## Training Model PCA (Eigenface) + SVM

In [None]:
import os
import cv2
import numpy as np
import matplotlib.pyplot as plt


### 1 Preprocessing Dataset
- Predic Face, Crop, Resize & Conver to Grayscale

In [None]:
face_cascade = cv2.CascadeClassifier('haarcascades/haarcascade_frontalface_default.xml')

image_list = []
labels = []

for folder in os.listdir("lfw_dataset"):
    for file in os.listdir("lfw_dataset/" + folder):
        img = cv2.imread("lfw_dataset/" + folder + "/" + file)
        
        img_gray = cv2.cvtColor(img, cv2.COLOR_BGR2GRAY)
        
        faces = face_cascade.detectMultiScale(img_gray, 1.3, 5)
        for (x, y, w, h) in faces:
            img_face = img_gray[y:y+h, x:x+w]  # crop face image 
            img_resize = cv2.resize(img_face, (100, 100)) # resize to 100 x 100 pixel
            
            image_list.append(img_resize)
            labels.append(folder) # append label (name) of image

In [None]:
len(image_list)

- save detected face into folder

In [None]:
if not os.path.exists("croped_face") :
    os.mkdir("croped_face")

In [None]:
face_folder = "croped_face"
for i in range(len(image_list)):
    
    # get image
    img = image_list[i]
    
    # check if folder exist. if not, create that folder    
    folder_path = os.path.join(face_folder, labels[i])
    if not os.path.exists(folder_path) :
        os.mkdir(folder_path)
        
    # remove image if exist
    file_name = labels[i] + "_%4d.jpg" % i
    file_path = os.path.join(*[face_folder, labels[i], file_name])
    if os.path.exists(file_path) :
        os.remove(file_path) # remove file using os.remove
        
    # save image
    cv2.imwrite(file_path, img)

### 2. Load Croped Face Dataset

In [None]:
image_faces= []
labels = []

for folder in os.listdir("croped_face"):
    for file in os.listdir("croped_face/" + folder):
        img = cv2.imread("croped_face/" + folder + "/" + file, 0)
        flatten_vector = img.flatten() 
        image_faces.append(flatten_vector)
        labels.append(folder) # append label (name) of image

In [None]:
image_faces[0].shape # 1D vector from 100x100 pixel face image 

### 3. Label Encoding (Scikit-Learn)

In [None]:
from sklearn.preprocessing import LabelEncoder

In [None]:
labels

In [None]:
le = LabelEncoder()

le.fit(labels)

label_name = le.classes_
print(label_name)

In [None]:
labels_vec = le.transform(labels)

In [None]:
print(labels_vec)

### 4. Split dataset (75% train, 25% test)

In [None]:
from sklearn.model_selection import train_test_split

In [None]:
X_train, X_test, y_train, y_test = train_test_split(np.array(image_faces, dtype=np.float32),    # input data
                                                    np.array(labels_vec),                    # target/output data 
                                                    test_size=0.30,                          # split ratio test (25%)
                                                    random_state=42)

In [None]:
print(X_train.shape, y_train.shape, X_test.shape,  y_test.shape)

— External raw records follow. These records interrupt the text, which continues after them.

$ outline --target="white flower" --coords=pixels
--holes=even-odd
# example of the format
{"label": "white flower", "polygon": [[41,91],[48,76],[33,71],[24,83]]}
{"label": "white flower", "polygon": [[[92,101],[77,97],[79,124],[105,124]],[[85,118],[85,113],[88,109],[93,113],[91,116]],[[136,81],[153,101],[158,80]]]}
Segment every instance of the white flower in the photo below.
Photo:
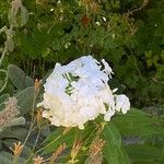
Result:
{"label": "white flower", "polygon": [[116,110],[127,113],[129,98],[110,90],[113,70],[104,59],[102,62],[104,66],[92,56],[84,56],[66,66],[56,63],[44,85],[44,101],[37,105],[46,108],[43,117],[58,127],[83,129],[86,121],[101,114],[109,121]]}

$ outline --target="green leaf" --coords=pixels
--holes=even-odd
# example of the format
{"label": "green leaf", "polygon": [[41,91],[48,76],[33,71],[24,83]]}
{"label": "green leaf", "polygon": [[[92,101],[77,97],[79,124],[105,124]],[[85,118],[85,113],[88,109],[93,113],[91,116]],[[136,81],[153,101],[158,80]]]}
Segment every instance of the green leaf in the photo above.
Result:
{"label": "green leaf", "polygon": [[8,99],[10,97],[10,94],[7,93],[7,94],[3,94],[0,96],[0,104],[3,103],[5,99]]}
{"label": "green leaf", "polygon": [[116,116],[114,122],[122,137],[164,133],[164,129],[157,126],[160,119],[140,109],[131,108],[126,115]]}
{"label": "green leaf", "polygon": [[34,93],[35,93],[34,87],[31,86],[21,91],[19,94],[15,94],[21,115],[24,115],[25,113],[27,113],[30,109],[33,108]]}
{"label": "green leaf", "polygon": [[119,164],[121,153],[121,137],[113,122],[105,125],[102,138],[106,141],[103,154],[108,164]]}
{"label": "green leaf", "polygon": [[25,85],[25,73],[17,66],[9,65],[8,74],[12,83],[20,90],[26,87]]}
{"label": "green leaf", "polygon": [[[25,161],[26,160],[23,157],[17,157],[16,164],[25,164]],[[0,152],[0,163],[1,164],[12,164],[13,163],[13,155],[8,153],[8,152],[1,151]]]}
{"label": "green leaf", "polygon": [[147,162],[153,164],[155,161],[164,163],[164,150],[157,149],[149,144],[129,144],[125,145],[125,150],[129,154],[132,163]]}
{"label": "green leaf", "polygon": [[23,126],[25,125],[25,118],[24,117],[19,117],[13,119],[8,127],[12,127],[12,126]]}
{"label": "green leaf", "polygon": [[4,102],[9,97],[10,97],[10,94],[8,93],[0,96],[0,110],[2,110],[5,107]]}
{"label": "green leaf", "polygon": [[31,77],[25,77],[26,87],[34,86],[34,80]]}
{"label": "green leaf", "polygon": [[77,129],[72,128],[67,133],[61,128],[54,131],[46,140],[43,148],[43,154],[54,152],[61,143],[66,143],[67,148],[73,145],[75,140]]}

### 5. Calculate Eigenface using PCA

In [None]:
from sklearn.decomposition import PCA

In [None]:
h, w = 100, 100

In [None]:
K = 233
pca = PCA(n_components=K).fit(X_train)

- Show Eigenface

In [None]:
eigenfaces = pca.components_.reshape((K, h, w))

In [None]:
plt.figure(figsize=(15, 10))
for i in range(K)[:20]: # display 20 eigenface
    plt.subplot(4, 5, i + 1)
    plt.imshow(eigenfaces[i], cmap="gray")

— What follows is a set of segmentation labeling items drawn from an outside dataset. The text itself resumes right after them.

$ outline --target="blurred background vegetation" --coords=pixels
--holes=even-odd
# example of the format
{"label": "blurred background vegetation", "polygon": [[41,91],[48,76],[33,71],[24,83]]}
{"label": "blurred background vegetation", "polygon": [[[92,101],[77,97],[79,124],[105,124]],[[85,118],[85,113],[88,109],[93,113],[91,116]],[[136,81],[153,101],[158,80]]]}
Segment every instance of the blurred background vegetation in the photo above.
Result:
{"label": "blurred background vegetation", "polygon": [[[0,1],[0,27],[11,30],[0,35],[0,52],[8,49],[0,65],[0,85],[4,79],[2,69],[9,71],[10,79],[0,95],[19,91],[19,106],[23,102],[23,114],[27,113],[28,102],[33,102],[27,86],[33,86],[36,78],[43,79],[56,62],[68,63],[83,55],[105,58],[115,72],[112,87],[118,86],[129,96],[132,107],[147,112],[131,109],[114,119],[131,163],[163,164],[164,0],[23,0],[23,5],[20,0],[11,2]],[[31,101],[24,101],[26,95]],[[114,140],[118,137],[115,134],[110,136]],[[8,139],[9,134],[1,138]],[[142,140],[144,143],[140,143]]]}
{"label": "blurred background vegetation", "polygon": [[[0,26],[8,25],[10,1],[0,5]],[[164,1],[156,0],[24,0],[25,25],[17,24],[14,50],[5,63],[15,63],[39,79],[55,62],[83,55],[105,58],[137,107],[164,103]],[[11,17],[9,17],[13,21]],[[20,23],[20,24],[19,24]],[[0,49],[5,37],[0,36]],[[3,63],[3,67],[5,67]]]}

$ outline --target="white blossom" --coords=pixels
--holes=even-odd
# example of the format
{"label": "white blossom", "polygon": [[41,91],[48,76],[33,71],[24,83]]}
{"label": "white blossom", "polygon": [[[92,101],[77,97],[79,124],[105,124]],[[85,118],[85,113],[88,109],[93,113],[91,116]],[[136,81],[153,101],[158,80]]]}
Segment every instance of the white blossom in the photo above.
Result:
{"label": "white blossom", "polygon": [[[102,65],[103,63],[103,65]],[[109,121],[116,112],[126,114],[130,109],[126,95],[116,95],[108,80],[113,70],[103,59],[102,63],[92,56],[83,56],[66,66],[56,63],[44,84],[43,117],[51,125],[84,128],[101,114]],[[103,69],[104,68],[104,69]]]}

- Projecting Input data to PCA

In [None]:
X_train_pca = pca.transform(X_train)
X_test_pca = pca.transform(X_test)

In [None]:
X_train[0].shape

In [None]:
X_train_pca[0].shape

- save PCA model

In [None]:
import pickle

def save_model(model, filename, path=""): 
    with open(os.path.join(path, filename), 'wb') as out_name:
        pickle.dump(model, out_name, pickle.HIGHEST_PROTOCOL)

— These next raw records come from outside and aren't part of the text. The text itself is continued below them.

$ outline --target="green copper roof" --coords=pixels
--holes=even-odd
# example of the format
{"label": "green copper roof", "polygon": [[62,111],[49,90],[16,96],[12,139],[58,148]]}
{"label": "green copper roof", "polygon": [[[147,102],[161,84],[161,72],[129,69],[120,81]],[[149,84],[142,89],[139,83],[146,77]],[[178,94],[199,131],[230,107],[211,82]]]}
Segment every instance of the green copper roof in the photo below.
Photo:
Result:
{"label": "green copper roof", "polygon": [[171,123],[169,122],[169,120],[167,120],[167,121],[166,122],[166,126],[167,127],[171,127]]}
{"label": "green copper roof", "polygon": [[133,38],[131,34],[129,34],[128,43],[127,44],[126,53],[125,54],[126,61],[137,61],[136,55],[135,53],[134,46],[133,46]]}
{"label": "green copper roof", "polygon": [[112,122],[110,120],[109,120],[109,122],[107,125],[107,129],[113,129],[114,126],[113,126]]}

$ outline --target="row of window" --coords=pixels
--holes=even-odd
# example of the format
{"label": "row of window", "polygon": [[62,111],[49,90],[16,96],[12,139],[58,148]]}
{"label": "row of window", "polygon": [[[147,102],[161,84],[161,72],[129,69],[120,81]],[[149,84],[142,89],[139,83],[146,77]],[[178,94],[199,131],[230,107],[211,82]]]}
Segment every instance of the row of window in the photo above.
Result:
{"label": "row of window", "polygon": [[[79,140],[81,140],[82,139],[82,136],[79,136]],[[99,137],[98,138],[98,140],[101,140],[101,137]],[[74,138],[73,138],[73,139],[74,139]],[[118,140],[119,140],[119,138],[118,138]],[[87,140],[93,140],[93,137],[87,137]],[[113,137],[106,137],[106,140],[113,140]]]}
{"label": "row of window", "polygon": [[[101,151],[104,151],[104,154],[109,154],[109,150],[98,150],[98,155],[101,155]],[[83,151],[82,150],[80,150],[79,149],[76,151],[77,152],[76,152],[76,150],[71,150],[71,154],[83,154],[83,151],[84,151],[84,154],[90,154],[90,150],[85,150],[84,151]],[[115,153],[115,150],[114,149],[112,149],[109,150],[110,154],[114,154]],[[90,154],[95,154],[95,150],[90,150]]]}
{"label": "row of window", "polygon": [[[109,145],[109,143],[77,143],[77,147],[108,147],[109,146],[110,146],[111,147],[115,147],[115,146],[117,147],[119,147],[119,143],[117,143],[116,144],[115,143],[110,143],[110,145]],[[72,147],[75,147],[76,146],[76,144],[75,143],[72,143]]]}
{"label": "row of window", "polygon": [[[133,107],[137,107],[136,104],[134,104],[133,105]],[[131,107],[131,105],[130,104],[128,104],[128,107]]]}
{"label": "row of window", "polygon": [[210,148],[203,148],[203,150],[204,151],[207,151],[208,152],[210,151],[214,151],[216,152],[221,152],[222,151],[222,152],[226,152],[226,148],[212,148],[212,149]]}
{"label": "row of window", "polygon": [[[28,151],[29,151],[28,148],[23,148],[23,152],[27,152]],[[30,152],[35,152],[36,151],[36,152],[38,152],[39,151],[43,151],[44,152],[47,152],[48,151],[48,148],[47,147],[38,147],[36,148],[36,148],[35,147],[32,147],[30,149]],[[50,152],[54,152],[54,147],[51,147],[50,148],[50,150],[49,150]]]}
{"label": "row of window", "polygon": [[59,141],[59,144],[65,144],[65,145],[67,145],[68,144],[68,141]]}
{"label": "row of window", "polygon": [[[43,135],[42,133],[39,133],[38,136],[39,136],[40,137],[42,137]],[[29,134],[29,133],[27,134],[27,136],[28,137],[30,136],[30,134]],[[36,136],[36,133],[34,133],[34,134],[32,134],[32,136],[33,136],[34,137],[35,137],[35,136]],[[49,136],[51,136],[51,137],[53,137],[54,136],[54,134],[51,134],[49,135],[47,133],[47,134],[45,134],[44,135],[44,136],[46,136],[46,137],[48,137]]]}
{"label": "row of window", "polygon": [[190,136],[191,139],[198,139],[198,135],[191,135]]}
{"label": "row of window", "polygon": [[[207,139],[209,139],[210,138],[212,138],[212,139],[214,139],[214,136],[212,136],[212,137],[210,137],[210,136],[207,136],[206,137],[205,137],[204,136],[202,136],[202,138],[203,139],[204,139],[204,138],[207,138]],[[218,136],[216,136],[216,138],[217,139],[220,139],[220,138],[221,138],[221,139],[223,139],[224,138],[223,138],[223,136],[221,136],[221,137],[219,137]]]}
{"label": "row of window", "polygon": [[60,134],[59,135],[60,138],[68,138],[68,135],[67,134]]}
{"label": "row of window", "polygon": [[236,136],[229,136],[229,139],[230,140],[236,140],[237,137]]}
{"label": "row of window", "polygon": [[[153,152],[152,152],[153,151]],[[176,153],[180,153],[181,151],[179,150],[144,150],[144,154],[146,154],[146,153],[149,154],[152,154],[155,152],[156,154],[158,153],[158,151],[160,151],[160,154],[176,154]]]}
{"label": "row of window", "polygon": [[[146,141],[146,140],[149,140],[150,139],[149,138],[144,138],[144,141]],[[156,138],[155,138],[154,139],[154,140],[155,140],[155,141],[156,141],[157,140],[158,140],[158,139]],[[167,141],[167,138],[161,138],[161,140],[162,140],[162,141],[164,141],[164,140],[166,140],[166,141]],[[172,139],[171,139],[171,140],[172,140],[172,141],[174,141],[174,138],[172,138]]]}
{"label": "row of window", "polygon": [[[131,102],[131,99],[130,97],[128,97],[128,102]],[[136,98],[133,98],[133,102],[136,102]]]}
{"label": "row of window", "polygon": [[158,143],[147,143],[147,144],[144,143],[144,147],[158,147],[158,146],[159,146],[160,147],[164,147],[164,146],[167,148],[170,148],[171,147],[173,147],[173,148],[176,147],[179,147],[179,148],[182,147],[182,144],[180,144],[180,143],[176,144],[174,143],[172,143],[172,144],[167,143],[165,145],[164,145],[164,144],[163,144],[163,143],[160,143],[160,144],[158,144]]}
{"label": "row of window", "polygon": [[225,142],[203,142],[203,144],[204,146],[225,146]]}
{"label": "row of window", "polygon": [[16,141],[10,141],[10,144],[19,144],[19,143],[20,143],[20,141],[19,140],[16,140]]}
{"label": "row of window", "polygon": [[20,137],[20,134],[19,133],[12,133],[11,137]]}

def read_model(filename, path=""):
    with open(os.path.join(path, filename), 'rb') as in_name:
        model = pickle.load(in_name)
        return model

In [None]:
save_model(pca, "pca_model.pkl")

### 6. Apply to SVM

In [None]:
from sklearn.svm import SVC

In [None]:
svm = SVC(kernel='linear', probability=True, C=100, gamma=0.001)

In [None]:
svm.fit(X_train_pca, y_train)

- predict result

In [None]:
y_pred = svm.predict(X_test_pca)

- save model

In [None]:
save_model(svm, "SVM_scikit_model.pkl")

### 7. Model Evaluation

In [None]:
import itertools
from sklearn.metrics import confusion_matrix
from sklearn.metrics import classification_report

In [None]:
def plot_confusion_matrix(cm, classes,
                          normalize=False,
                          title='Confusion matrix',
                          cmap=plt.cm.Blues):
    if normalize:
        cm = cm.astype('float') / cm.sum(axis=1)[:, np.newaxis]

    plt.figure(figsize=(6, 6))
    
    plt.imshow(cm, interpolation='nearest', cmap=cmap)
    plt.title(title)
    plt.colorbar()
    tick_marks = np.arange(len(classes))
    plt.xticks(tick_marks, classes, rotation=45)
    plt.yticks(tick_marks, classes)

    fmt = '.2f' if normalize else 'd'
    thresh = cm.max() / 2.
    for i, j in itertools.product(range(cm.shape[0]), range(cm.shape[1])):
        plt.text(j, i, format(cm[i, j], fmt),
                 horizontalalignment="center",
                 color="white" if cm[i, j] > thresh else "black")

    plt.tight_layout()
    plt.ylabel('True label')
    plt.xlabel('Predicted label')
    plt.show()

In [None]:
# Compute confusion matrix
cnf_matrix = confusion_matrix(y_test, y_pred, labels=np.unique(labels_vec))
np.set_printoptions(precision=2)


# Plot non-normalized confusion matrix
plot_confusion_matrix(cnf_matrix, classes=label_name,normalize=False,
                      title='Confusion matrix')

In [None]:
print(classification_report(y_test, 
                            y_pred, 
                            target_names=label_name))